VALKO, AYELÉN; PARODI, ARMANDO J.; D'ALESSIO, CECILIA (CORRESPONDING AUTHOR); ETCHEGARAY, EMILIANA; ARAMBURU, SOFÍA I.; GALLO, GIOVANNA L

New Orleans

Congreso; Annual Meeting of the Society for Glycobiology; 2018

Society for Glycobiology

Glucosidase I (GI) is an endoplasmic reticulum (ER) membrane protein that removes the outermost glucose from the N-glycan Glc3Man9GlcNAc2 (G3M9) transferred to proteins. Mutations in the GI-encoding gene (gls1) result in congenital disorders of glycosylation (CDG) IIb. Even though it has been previously reported that GI absence is lethal in the fission yeast Schizosaccharomyces pombe, we were able to obtain two viable Δgls1 mutants: one with a very sick but non-lethal phenotype (Δgls1-S) and the other with a much healthier one (Δgls1-H).
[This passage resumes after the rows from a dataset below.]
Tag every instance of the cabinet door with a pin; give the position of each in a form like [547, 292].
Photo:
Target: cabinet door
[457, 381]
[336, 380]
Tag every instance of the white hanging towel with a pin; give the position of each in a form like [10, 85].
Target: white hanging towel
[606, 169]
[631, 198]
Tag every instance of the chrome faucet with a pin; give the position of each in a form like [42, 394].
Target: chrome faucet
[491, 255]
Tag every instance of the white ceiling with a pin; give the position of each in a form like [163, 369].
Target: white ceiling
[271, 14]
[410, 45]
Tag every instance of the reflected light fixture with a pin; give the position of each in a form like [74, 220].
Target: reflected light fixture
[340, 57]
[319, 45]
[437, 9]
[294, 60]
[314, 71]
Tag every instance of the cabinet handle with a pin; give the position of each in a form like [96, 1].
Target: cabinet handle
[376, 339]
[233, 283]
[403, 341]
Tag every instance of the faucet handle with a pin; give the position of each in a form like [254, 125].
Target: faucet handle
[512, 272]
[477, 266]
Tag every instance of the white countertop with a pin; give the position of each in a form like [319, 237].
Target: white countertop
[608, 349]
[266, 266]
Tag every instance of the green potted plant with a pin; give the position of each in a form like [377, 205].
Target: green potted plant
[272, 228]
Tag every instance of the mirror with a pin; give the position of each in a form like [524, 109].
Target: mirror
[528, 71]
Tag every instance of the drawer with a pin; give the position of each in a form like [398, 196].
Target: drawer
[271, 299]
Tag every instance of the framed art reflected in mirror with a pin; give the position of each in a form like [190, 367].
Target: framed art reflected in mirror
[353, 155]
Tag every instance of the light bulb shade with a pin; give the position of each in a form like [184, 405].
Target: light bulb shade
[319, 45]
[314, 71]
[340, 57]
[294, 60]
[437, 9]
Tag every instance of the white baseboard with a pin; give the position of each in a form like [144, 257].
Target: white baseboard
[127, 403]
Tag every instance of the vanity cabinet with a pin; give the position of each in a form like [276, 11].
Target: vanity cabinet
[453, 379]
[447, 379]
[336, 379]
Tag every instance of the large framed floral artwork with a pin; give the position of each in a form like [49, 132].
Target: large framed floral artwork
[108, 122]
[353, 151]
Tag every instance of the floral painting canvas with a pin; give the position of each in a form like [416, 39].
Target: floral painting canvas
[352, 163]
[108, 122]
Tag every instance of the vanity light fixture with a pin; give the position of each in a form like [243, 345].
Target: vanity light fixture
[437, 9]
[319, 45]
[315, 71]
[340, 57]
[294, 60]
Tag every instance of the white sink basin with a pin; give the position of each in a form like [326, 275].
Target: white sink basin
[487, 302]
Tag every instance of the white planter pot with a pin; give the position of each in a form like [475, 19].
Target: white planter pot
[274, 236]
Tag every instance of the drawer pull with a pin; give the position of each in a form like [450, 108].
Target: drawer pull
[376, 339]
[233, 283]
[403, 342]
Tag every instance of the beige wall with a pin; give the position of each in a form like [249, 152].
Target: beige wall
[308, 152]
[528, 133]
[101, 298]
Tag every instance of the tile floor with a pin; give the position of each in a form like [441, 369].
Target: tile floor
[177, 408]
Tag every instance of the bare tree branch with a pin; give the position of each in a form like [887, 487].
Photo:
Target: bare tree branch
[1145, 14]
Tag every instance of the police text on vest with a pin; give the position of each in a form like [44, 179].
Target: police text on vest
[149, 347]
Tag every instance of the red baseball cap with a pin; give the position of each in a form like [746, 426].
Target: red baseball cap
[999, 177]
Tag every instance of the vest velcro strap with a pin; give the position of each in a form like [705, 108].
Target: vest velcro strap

While the sick strain only displayed G3M9 as ER protein-linked glycan, the healthier strain had not only G3M9 but also Man9GlcNAc2. The most abundant lipid-linked glycans formed were G3M9 and Glc2Man9GlcNAc2 in the sick and healthy mutants, respectively. This result suggested a reduced alg10+ gene product activity in the Δgls1-H strain (Alg10p is responsible for the addition of the last Glc during the step-wise synthesis of lipid-linked G3M9). A mutation in the alg10+ gene was indeed observed upon sequencing the alg10 gene in the Δgls1-H strain. We constructed a Δgls1/Δalg10 double knock out mutant and, as expected, this strain showed an almost normal phenotype. Our findings indicate that abrogating G3M9 deglucosylation was responsible for the severe defects observed in Δgls1-S cells. Further results demonstrated that such defects could not be ascribed to hindrance of glycoprotein entrance into calnexin quality control of glycoprotein folding cycles, to inhibition of the oligosaccharyltransferase by the transfer reaction products, or to a reduced degradation of misfolded glycoproteins. Moreover, lack of triglucosylated glycoprotein deglucosylation did not significantly prevent Golgi glycan elongation or modify the overall cell wall monosaccharide composition. Nonetheless, GI absence produced a distorted cell wall and absence of the ER underlying structures that occur in S. pombe WT cells. We propose that accumulation of G3M9-bearing glycoproteins is at least partially responsible for the defects observed in the CDG IIb disorder.